Does money matter? The answer depends on who’s talking. Suffice to say, however, Milton Friedman’s dictum that inflation is always and everywhere a monetary phenomenon is now debatable in the academic community as well as in the board rooms of central banks around the world.
Consensus on the strategic answer for managing inflation appears to be fading. Michael Sesit at Bloomberg News has a nice essay today on some of the stress points that harass the subject of inflation theory these days.

In the academic world, there’s a relatively fresh dispute brewing about money’s role. On the one side are some who say that money supply is no longer relevant, or at least much less relevant in the battle for containing inflation. “Nowadays monetary aggregates play little role in monetary policy deliberations at most central banks,” observes Michael Woodford, a professor at Columbia, in a paper that’s forthcoming in the Journal of Money, Credit and Banking. “I have examined a number of leading arguments for assigning an important role to tracking the growth of monetary aggregates when making decisions about monetary policy,” he writes in “How Important is Money in the Conduct of Monetary Policy?” He goes on to report,
I find that none of them provides a convincing argument for adopting a
money growth target, or even for assigning money the “prominent role” that the
ECB does, at least in its official rhetoric. Of course, this is hardly a proof that no
such reason will ever be discovered. But when one examines the reasons that have
been primarily responsible for the appeal of the idea of money growth as a simple
diagnostic for monetary policy, one finds that they will not support the weight that
they are asked to bear.

This attack on money supply has spawned rebuttals of varying degrees, including a recent batch of opining from economists at the St. Louis Fed. For example, the title of Edward Nelson’s recent essay says it all: “Why Money Growth Determines Inflation in the Long Run: Answering the Woodford Critique.” Meanwhile, another St.
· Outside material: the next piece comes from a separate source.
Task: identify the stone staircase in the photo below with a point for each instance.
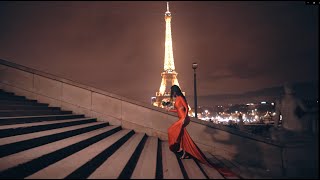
(40, 142)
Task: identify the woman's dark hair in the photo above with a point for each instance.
(178, 92)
Louis Fed paper (“Monetary Policy: Why Money Matters and Interest Rates Don’t”) argues, “Suggestions that the Fed can control prices without controlling the nominal stock of money (or final payment) are simply wrong.”
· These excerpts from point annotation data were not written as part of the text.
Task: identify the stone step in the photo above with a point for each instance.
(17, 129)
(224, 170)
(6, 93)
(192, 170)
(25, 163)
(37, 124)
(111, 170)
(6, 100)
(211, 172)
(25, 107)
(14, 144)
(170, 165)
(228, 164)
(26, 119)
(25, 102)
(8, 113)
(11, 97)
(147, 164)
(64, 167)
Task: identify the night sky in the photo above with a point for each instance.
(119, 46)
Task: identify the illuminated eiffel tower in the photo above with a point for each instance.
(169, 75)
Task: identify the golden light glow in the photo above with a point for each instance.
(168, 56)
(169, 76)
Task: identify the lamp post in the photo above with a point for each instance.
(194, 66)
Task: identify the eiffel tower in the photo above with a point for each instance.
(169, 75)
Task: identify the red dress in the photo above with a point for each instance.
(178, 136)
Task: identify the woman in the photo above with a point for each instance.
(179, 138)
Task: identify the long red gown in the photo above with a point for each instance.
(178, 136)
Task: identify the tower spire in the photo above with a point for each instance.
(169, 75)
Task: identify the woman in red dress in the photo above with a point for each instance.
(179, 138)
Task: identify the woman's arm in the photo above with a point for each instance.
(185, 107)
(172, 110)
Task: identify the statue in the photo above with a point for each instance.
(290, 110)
No one will take comfort from such debates, or that central banks around the world see the future in increasingly divergent terms. The Federal Reserve continues its preference for cutting rates and seeing the inflation risk as relatively tame. That’s in contrast to the European Central Bank and others, including the Reserve Bank of Australia, which anticipates higher inflation. Some of the variance in outlooks is due to local conditions, although cynics might say that local political pressures, or the relative lack thereof, are part of the explanation too.
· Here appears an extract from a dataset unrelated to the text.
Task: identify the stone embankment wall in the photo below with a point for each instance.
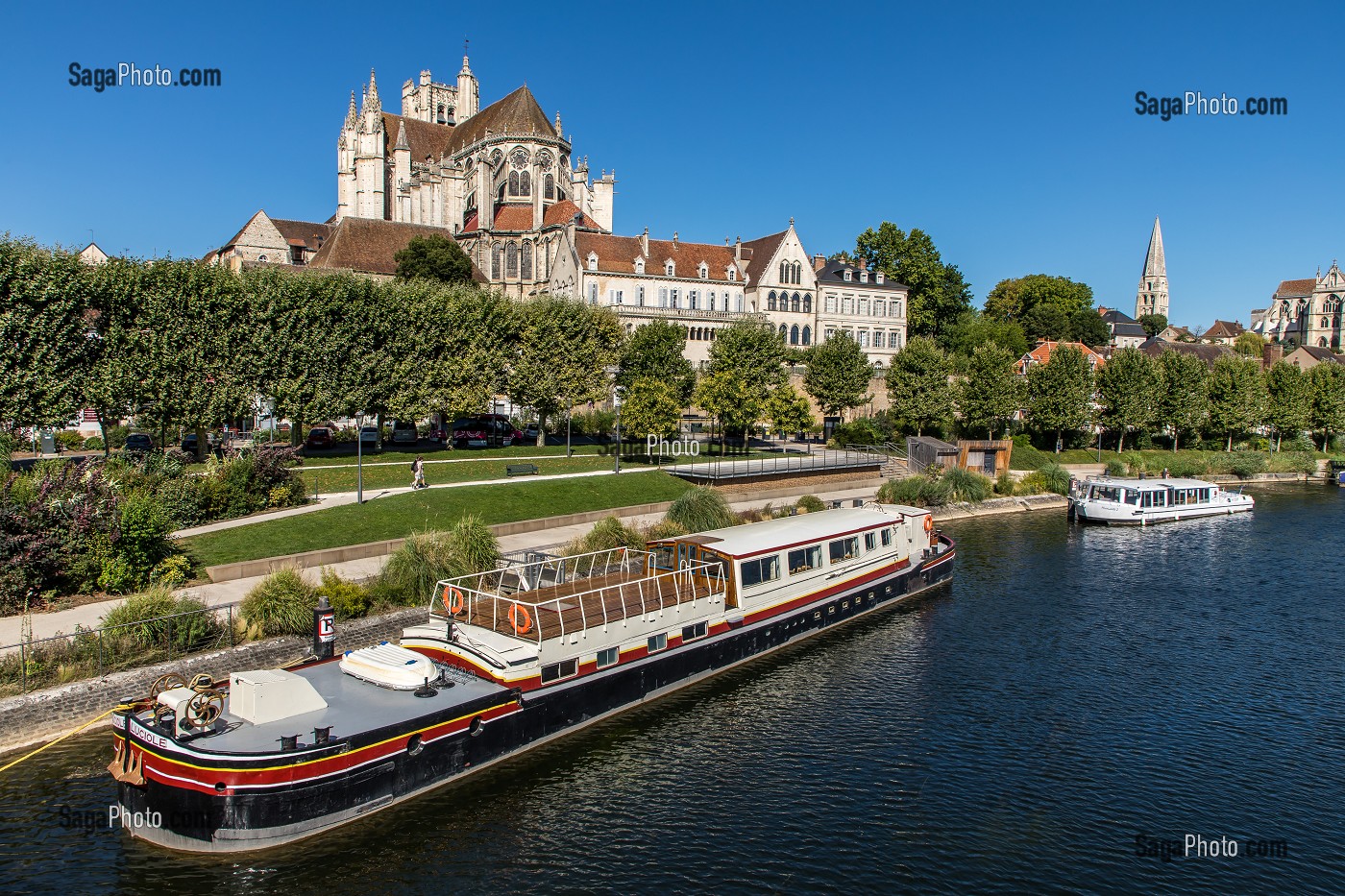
(44, 714)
It’s too soon to say that globalization has advanced to the point that the world economy is united and requires one monetary policy for all. Monetary policies, for good or ill, still vary widely and so to the extent that Friedman’s edict is accurate there will be and should be different inflation rates in different countries. Nonetheless, with the higher level of financial and economic integration, inflation exporting and importing is also easier than before. No central bank is an island in the 21st century.
In a sign of the times, the capacity for the migration of pricing pressures across political borders is stirring tension around the world, particularly in Asia. Increasingly, critics are pointing to the easy money policies in the U.S. as the source of the trouble. A Singapore-based media outlet argues that the “U.S. must stop using food for fuel.”
The optimists say that inflation will soon abate, in part because of the slowdown in the global economy. Perhaps. Meantime, monetary policy is in transition as policy makers grapple with a new era that enjoys precious little precedent. The outcome, in short, is still up for grabs and less than transparent. Hanging in the balance is inflation, and it’s impact on expectations.